Observation of phonon trapping in the continuum with topological charges

TL;DR

This paper demonstrates a novel phonon trapping method using topological bound states in the continuum, offering a new platform for advanced mechanical oscillators with potential quantum and sensing applications.

Contribution

It introduces mechanical BICs with topological features as a new paradigm for phonon trapping, overcoming limitations of traditional suspension methods.

Findings

Mechanical BICs operate at microwave frequencies and macroscopic sizes.

Characterization of mechanical losses at room and cryogenic temperatures.

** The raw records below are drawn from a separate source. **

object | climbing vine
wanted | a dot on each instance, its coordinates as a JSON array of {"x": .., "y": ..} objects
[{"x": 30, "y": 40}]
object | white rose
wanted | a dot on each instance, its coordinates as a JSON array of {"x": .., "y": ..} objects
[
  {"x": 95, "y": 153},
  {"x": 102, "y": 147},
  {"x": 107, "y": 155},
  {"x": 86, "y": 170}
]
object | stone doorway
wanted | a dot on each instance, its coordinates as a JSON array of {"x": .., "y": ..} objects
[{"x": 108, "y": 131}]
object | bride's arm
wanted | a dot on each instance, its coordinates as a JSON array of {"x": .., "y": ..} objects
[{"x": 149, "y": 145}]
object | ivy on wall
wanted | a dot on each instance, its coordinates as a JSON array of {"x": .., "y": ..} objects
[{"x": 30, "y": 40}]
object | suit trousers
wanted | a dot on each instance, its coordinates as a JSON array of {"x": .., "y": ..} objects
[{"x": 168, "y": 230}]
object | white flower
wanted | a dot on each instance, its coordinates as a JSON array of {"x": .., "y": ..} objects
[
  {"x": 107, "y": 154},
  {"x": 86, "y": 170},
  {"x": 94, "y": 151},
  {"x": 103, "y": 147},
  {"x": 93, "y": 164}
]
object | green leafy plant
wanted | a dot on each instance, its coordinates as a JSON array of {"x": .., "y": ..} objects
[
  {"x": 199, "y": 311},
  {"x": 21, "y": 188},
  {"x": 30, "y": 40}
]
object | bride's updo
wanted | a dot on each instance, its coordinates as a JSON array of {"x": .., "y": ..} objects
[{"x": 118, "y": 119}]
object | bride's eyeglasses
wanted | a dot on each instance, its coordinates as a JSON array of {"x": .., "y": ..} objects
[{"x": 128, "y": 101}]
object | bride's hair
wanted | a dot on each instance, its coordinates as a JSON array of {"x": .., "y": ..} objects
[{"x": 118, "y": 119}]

Potential for quantum regime applications and advanced sensing modalities.

Abstract

Phonon trapping has an immense impact in many areas of science and technology, from the antennas of interferometric gravitational wave detectors to chip-scale quantum micro- and nano-mechanical oscillators. It usually relies on the mechanical suspension--an approach, while isolating selected vibrational modes, leads to serious drawbacks for interrogation of the trapped phonons, including limited heat capacity and excess noises via measurements. To circumvent these constraints, we realize a new paradigm of phonon trapping using mechanical bound states in the continuum (BICs) with topological features and conducted an in-depth characterization of the mechanical losses both at room and cryogenic temperatures. Our findings of mechanical BICs combining the microwave frequency and macroscopic size unveil a unique platform for realizing mechanical oscillators in both classical and quantum regimes. The paradigm of mechanical BICs might lead to unprecedented sensing modalities for applications such as rare-event searches and the exploration of the foundations of quantum mechanics in unreached parameter spaces.